As Abstract Expressionism became the dominant movement in American art, Ben-Zion rejected what he viewed as the modernist co-option of mysticism. He thought that Barnett Newman’s “zip” paintings, with their references to Jewish mysticism, were impenetrable and esoteric, as was the work of (former The Ten co-member) Mark Rothko.
To Ben-Zion, such an approach made the artwork only accessible for a select few. Art, Ben-Zion wrote, should be comprehensible. For him, art was elevation from chaos; it was the expression of the artist’s inner vision, and the ability to connect with the inner vision of others.
“With the artist, the issue of art is to find his place in the endless universe. Thus, he must abstract and condense and concentrate his inner life and give himself to it. The spectator who is not endowed with this special power nevertheless doesn’t want to be left out and left alone in this endless universe and in the chaos of his inner life. So he looks up to the artist to help him to catch hold on himself and to find his position in the endless universe.”

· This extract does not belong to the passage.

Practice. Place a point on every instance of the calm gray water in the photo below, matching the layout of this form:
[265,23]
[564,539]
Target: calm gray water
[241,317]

—Ben-Zion, On the Inner Life. Tel Aviv: Eked, 1970.
Ben-Zion’s imagery, while it may not have been exactly simple, was meant to be easy to understand and to internalize. Much of it was straightforward, with narrative and emotion suggested by the exaggerated twisting bodies of his figures or the emptiness of his landscapes. He used few explicit symbols, preferring to repeatedly depict figures that were meaningful to him, including prophets and legendary heroes. One of the most consistent abstract symbols across his work is stars.
Stars (and other celestial bodies) seem to suggest connection in Ben-Zion’s work, particularly divine connection. In Joseph’s dream (Behold, we were binding sheaves), stars imply the surreal world of dreaming and the divine origin of Joseph’s dream. In Boaz and Ruth (And it came to pass at midnight), the stars ring the sleeping lovers while the moon peeks out from behind a wall. The stars that drift around Boaz and Ruth emphasize their physical and emotional connection and the divine ratification of their union. In the biblical backstory behind Abraham among the stars (Look now toward heaven), Abraham is shown the stars in the sky, as numerous as his descendants. In Ben-Zion’s interpretation, the stars drift downward toward the reclining Abraham. Is it divine presence or the connection of Abraham with his promised family? Or both?

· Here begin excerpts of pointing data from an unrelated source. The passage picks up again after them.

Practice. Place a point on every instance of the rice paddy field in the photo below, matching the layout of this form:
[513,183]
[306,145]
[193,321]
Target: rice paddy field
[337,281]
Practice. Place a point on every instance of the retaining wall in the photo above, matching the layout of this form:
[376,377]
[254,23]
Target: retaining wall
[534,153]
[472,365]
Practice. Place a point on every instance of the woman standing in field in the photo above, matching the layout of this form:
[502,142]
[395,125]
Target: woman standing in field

Stars are very often seen in Ben-Zion’s works depicting prophets. In two etchings from the series Life of a Prophet, stars suggest divine presence and encouragement. In many other works, like The Prophet in the Dark (Watchman, what of the night?), the stars the fall at prophets’ feet and drift down toward them from above highlight the relationship between the prophet and the Divine.
There are more than 140 works by Ben-Zion in the Art & Photographs collection at HMML, all viewable online in Museum. The collection includes several portfolios and series, along with many stand-alone pieces, mostly etchings, and a few drawings.